The third set I visited was all action, and this is where the rest of the Pevensie children were escaping from danger. They’d already met Father Christmas, and were carrying his gifts. In the book, their journey from then on is “a delicious dream,” for Spring overtakes the woods of Narnia in a matter of hours. It looks like the movie version will be more dramatic, with the Witch’s pursuit hounding them much more closely.
In the scene I watched, wolves were chasing them across the ice, while above them a towering, icicle-hung cliff threatened to collapse its weight of snow on them. The White Witch’s endless winter was wearing off, and the sudden thaw was creating some problems for the children. As they ran across the set they came under the first barrage of what could be an avalanche from the cliff above. Worse, the ice under their feet was breaking up. (For this, the set builders had made a clever series of “lily pads” of ice which dipped alarmingly on hydraulic supports as the children started to run across. Water squirted up – not always where expected, and there was some laughter in the crew from that!)
In the finished film, the children will be accompanied here by the Beavers. The Beavers are entirely done by CGI, and so for the purposes of shooting, a guy on the set called out Mr. Beaver’s lines while a small brown sock puppet on a boom bobbed ahead of the children so they could see where the Beaver would be. Meanwhile, somebody else had the job of doing the wolf-howls that pursued the children and lent urgency to their flight. The camera focussed on Lucy, whose expression reflected her terror at the wolves behind her and her fear of the treacherous ice underfoot. I watched the scene on the monitor. Lucy was plucky, but hesitant. The older children knew they mustn’t stop, and pulled her along with them. Peter took on the risk of finding a safe way across the ice. Susan brought up the rear, guarding and encouraging Lucy. It could be a snapshot of the relationship between the children.
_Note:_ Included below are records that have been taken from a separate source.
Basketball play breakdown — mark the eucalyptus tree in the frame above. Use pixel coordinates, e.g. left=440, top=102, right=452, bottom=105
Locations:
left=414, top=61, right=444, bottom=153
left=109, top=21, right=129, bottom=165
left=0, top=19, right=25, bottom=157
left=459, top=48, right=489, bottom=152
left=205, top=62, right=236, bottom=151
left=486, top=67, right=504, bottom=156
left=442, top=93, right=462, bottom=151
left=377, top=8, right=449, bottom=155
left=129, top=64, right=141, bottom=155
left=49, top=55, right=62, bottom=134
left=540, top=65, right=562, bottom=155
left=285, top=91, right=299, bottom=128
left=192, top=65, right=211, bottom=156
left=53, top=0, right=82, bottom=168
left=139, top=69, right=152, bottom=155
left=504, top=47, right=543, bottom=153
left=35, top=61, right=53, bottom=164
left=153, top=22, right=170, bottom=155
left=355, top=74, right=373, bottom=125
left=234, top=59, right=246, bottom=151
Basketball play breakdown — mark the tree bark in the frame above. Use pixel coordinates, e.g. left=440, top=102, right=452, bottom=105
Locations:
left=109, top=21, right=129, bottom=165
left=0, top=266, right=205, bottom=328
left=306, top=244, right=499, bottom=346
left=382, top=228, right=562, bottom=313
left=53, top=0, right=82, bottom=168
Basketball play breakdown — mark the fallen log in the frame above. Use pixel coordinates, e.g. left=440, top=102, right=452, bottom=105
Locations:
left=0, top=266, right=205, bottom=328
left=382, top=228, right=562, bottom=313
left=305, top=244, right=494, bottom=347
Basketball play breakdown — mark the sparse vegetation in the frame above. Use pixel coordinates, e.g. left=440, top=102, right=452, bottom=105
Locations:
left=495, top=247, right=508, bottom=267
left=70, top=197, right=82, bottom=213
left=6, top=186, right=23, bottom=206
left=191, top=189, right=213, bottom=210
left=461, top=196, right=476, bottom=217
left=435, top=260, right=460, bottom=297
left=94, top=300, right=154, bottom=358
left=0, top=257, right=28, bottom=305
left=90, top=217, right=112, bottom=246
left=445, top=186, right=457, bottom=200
Something about all this is, of course, completely ridiculous. Imaginary wolves, grown men doing wolf imitations, sock puppets on sticks. But on the other hand there is something wonderful about watching a group of children throwing themselves totally into the kind of make-believe that we all did at some time in our lives. What child hasn’t whiled away a rainy afternoon with their friends playing “Let’s Pretend”? “Let’s pretend some bad guys are after us and you hit them with your sword.” “Let’s pretend we’re being chased by wolves.” Most of us loved playing those games, and did it until we had to stop and grow out of it. It’s somehow satisfying to see that old and simple game of make-believe taken to its ultimate form, being used to make something that will one day be as realistic and exciting as we always wished our games to be.